A few months ago I developed double vision in one eye only, which results in “ghosting” and blurred vision, even though the other eye is fine so far. It has become quite irritating since it occurs at both near and far distances.
I had cataract surgery and lens implants about seven years ago. The ghosting consists of a second faint image overlapping a clear primary image. It is not like the clear double images that occur with being cross-eyed for example. My ophthalmologist says a laser treatment should help my situation.

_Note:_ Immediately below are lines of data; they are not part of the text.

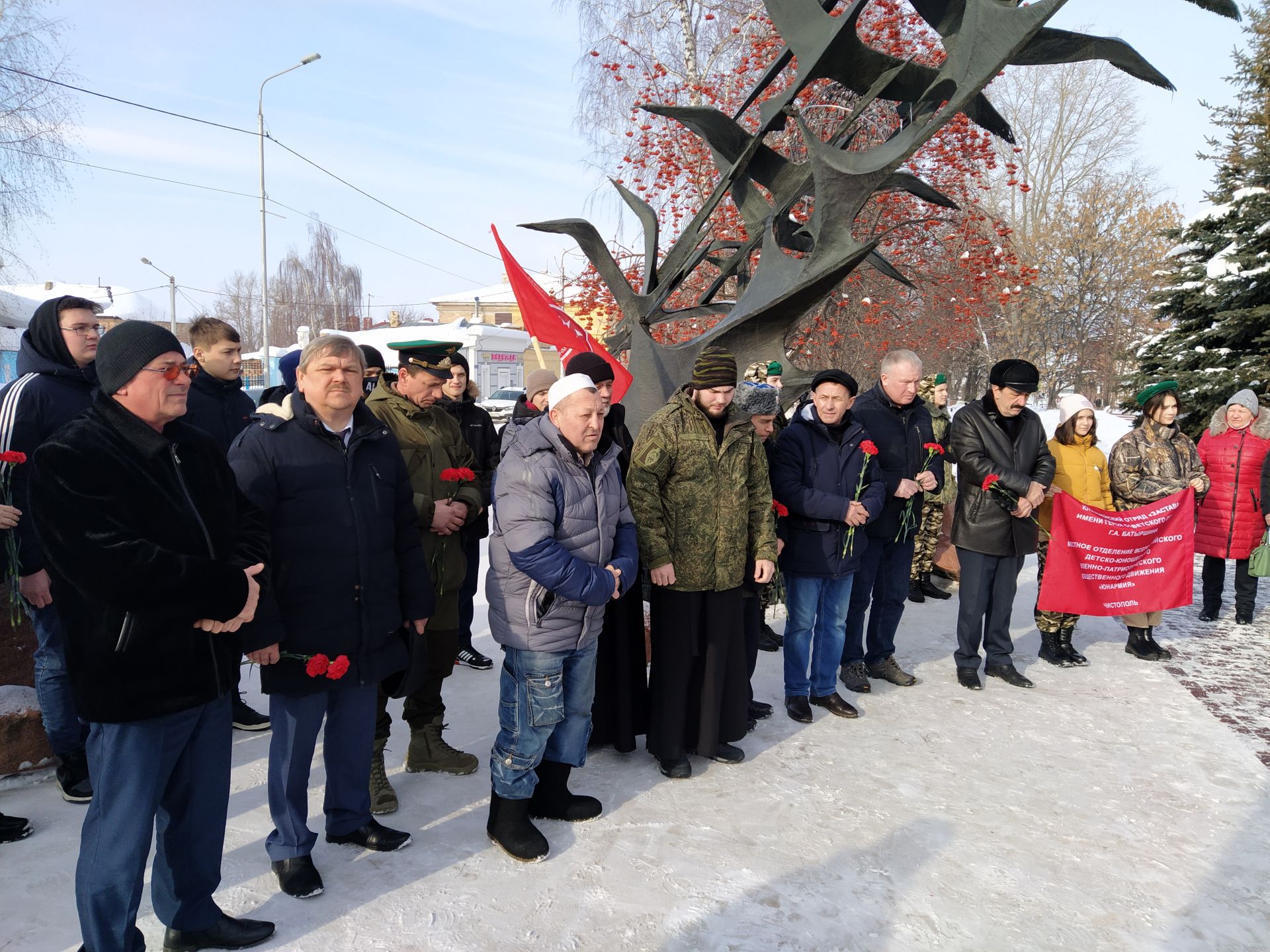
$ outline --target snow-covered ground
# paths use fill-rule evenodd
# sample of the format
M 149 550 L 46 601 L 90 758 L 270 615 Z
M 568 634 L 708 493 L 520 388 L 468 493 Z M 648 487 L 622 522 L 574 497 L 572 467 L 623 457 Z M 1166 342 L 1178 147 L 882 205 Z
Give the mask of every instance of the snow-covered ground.
M 756 694 L 777 713 L 743 741 L 745 763 L 693 758 L 696 776 L 676 782 L 643 750 L 597 751 L 574 787 L 605 815 L 545 821 L 552 852 L 538 866 L 486 840 L 488 767 L 405 774 L 398 724 L 403 807 L 382 819 L 414 844 L 382 856 L 319 839 L 325 895 L 288 899 L 264 853 L 269 739 L 235 734 L 218 900 L 277 922 L 262 948 L 304 952 L 1270 948 L 1270 772 L 1257 759 L 1270 763 L 1270 625 L 1193 636 L 1195 609 L 1179 609 L 1161 630 L 1179 655 L 1166 668 L 1125 655 L 1116 622 L 1086 619 L 1091 666 L 1059 670 L 1035 660 L 1035 594 L 1029 560 L 1013 631 L 1034 691 L 958 687 L 955 598 L 908 607 L 899 656 L 921 683 L 852 698 L 857 721 L 789 720 L 781 656 L 763 654 Z M 488 633 L 478 646 L 495 654 Z M 448 736 L 483 759 L 497 685 L 497 669 L 466 668 L 446 685 Z M 319 754 L 314 816 L 321 783 Z M 37 826 L 0 847 L 0 949 L 77 948 L 83 807 L 39 783 L 0 791 L 0 810 Z M 161 948 L 149 895 L 140 925 Z

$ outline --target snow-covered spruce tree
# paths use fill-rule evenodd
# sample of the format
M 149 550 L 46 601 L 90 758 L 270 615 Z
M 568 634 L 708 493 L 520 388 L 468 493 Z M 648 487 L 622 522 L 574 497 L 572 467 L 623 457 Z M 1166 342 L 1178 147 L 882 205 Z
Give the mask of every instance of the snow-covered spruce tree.
M 1247 11 L 1247 50 L 1234 53 L 1236 102 L 1209 107 L 1224 140 L 1209 140 L 1218 164 L 1213 207 L 1170 232 L 1177 246 L 1158 296 L 1167 327 L 1138 352 L 1132 393 L 1176 380 L 1193 437 L 1237 390 L 1270 406 L 1270 0 Z

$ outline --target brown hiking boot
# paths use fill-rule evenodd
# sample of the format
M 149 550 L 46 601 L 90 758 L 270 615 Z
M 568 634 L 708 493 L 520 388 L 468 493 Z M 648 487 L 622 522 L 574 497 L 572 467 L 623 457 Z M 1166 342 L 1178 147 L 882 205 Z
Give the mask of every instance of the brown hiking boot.
M 406 773 L 452 773 L 462 777 L 475 773 L 480 760 L 475 754 L 465 754 L 450 746 L 441 731 L 446 725 L 442 718 L 433 717 L 419 730 L 410 731 L 410 749 L 405 753 Z
M 371 812 L 395 814 L 398 809 L 396 791 L 389 783 L 387 770 L 384 769 L 384 745 L 387 740 L 375 741 L 375 753 L 371 755 Z

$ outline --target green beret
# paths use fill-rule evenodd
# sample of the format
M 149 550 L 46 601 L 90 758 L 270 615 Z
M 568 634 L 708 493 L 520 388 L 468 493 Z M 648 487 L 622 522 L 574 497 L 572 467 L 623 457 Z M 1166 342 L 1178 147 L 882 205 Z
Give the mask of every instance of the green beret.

Can you tell me if your problem was with one eye or both? Your situation gives me some confidence it will.
Thank you.
Thomas Johnson
I’m not a good source for ophthalmic advice but I’m assuming double vision is caused by two eyes slightly out of sync. An eyepatch solves the problem but also affects perception. The laser treatment I got helped me enormously with close vision, reading especially, but I think that the double vision dilemma caused me to avoid going for walks (for fear of stumbling) and that the lack of visual stimulation, looking around while in motion, exacerbated the problem. There is no charge for this advice. GK
Your standing on the sidewalk and having the illumination that "these were friends" reminded me of Thomas Merton's revelation on the corner of 4th and Walnut in Louisville, that we are all one. He said, "...It was such a relief, and such a joy, that I almost laughed out loud."
This edition of “Post to the Host” is really special! The range of people who wrote heartfelt letters to you and your gentle, honest responses are an eloquent testament of why you are so deeply valued. As a fan of yours for more than half of my life, I’m so honored to be considered a friend!